Embedded software update system

Iris' software is shipped as part of 3rd party firmwares. The lack of control over the firmware upgrade schedule and flow greatly limits its ability to quickly iterate and ship new features. This document proposes an architecture to decouple Iris' application updates from full firmware upgrades, enabling fast, safe, and continuous delivery.

Assumptions

Devices run a Linux-based OS
Applications have read-write access to non-volatile storage
A fixed entry-point is launched and supervised by the host system
Applications have no access to the host storage outside of its sandbox
Applications have restricted privilege and cannot escalate

Architecture overview

The goal of this design is to limit the impact of embedded device's firmware static nature. Firmwares often are a complete OS image meant to be written to the internal flash memory and mounted as read-only file systems. This provides a level of safety by providing a reset mechanism to clear all writable memory (volatile and non-volatile) and recover from errors. However, firmware updates tend to be very involved processes and limit the ability to provide automatic updates. In order to avoid this problem, we can create an out-of-band update mechanism specific to Iris' software. For this, we need write access to non-volatile[1] memory in order to store the application and a supervisor process (like s6-supervise) to ensure it always runs.

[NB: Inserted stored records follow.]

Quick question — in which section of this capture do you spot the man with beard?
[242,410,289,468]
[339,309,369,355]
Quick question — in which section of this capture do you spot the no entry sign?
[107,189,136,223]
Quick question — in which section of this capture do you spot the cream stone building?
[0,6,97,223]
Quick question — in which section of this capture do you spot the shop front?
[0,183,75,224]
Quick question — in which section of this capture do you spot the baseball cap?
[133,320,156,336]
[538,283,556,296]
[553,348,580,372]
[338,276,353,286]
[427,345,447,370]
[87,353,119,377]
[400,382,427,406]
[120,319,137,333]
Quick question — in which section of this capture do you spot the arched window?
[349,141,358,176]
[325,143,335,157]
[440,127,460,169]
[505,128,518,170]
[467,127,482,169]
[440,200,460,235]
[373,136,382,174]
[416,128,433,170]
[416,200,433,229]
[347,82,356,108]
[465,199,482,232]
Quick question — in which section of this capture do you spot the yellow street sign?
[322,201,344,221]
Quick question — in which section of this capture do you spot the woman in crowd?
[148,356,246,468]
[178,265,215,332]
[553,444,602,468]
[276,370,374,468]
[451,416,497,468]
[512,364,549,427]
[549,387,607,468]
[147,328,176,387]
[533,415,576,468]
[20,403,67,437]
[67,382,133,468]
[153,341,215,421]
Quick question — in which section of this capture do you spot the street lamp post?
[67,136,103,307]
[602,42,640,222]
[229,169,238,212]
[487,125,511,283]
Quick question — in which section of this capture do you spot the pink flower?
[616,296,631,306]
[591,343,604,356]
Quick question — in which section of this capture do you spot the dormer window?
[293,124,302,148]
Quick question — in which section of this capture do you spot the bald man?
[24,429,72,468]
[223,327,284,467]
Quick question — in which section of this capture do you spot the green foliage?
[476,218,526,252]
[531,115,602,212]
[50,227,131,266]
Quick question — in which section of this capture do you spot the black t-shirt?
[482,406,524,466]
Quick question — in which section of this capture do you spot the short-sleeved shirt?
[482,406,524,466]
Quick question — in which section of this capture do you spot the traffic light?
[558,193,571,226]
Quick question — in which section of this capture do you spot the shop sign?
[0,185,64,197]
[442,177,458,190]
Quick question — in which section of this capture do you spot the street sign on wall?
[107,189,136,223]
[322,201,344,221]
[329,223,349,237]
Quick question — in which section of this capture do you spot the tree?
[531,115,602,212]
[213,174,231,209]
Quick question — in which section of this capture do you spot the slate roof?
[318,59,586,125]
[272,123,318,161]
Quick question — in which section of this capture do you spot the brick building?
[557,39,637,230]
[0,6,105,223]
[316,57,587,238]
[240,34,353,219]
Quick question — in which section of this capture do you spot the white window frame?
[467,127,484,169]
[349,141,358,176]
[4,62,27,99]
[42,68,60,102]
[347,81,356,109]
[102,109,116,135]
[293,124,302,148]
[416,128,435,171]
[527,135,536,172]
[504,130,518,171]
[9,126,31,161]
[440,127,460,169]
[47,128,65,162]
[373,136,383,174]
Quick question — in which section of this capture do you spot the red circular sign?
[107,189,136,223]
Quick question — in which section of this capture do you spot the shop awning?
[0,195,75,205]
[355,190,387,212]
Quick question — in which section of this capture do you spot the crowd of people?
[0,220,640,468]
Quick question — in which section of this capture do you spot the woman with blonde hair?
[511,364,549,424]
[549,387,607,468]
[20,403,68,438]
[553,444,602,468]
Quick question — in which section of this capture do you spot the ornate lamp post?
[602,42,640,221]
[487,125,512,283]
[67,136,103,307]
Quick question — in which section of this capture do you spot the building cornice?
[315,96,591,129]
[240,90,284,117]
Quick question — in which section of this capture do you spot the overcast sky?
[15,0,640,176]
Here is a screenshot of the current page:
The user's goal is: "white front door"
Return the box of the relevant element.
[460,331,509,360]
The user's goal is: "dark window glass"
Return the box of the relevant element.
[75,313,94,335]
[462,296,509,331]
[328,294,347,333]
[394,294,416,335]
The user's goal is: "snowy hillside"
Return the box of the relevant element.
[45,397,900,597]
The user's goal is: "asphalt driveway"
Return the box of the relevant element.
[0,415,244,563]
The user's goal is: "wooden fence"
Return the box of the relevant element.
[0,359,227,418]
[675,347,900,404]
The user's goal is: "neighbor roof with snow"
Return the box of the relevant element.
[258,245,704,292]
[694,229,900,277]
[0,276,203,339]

Besides the application itself, the supervisor will run an update manager process responsible for local updates as well as health monitoring in order to trigger rollbacks in case of issues.

block-beta
  columns 9
  block:ApplicationBlock:9
    up["update daemon"]
    space
    application
  end
  space:9
  block:Storage:3
    columns 1
    storageA["Active version"]
    storageB["Fallback version"]
  end
  space:3
  supervisor:3 
  block:host:9
    columns 1
    runtime
    OS
  end
  supervisor --"runs"--> up
  supervisor --"runs"--> application
  up -- "monitors" --> application
  supervisor --"reads"--> Storage
  up --"updates"--> Storage

Update daemon

The update daemon will run as a separate process and will periodically query the update service with the in order to see if a newer version is available. If an update is available, it will fetch the data, validate its integrity via cryptographic signature and write it to local storage. In order to prevent faulty updates from breaking the application, at least one other version of the software is kept. The update daemon will monitor the health of the application and revert updates that result in failed health checks. This can be achieved in different ways depending on the system features which essentially boils down to adding a level of indirection on top of the application. For example, symbolic links or an overlay file system can be used. The update daemon would change the target of a symlink to update or revert.

Update service

The update service will implement incremental roll-outs in order to limit the blast radius of updates. This can be done by using a unique identifier for devices. This identifier can be sent to the service as part of the request for update data such that a tailored response can be returned. By hashing the device id and update information (for example the software version), devices can be placed in buckets and the service can deterministically target a subset of the fleet. Multiple requests for update data by the same device must return the same response for a given deployment progress. Such roll-out can be managed using readily available open source CI/CD software.

Roll-out

Obviously, industry standards should be followed where pre-production environments run automated tests and canary devices provide early signal. Customers should also have the option to designate devices as "non-production" such that they can be selected early before production ones.

Update timing, that is, when the application should be restarted depends on the nature of the application itself and how it affects the functionality of the overall system. Application metrics can be used to determine the device's status and make a decision on when a restart can be triggered. Additional information such as user-provided update schedules can help limit negative impact.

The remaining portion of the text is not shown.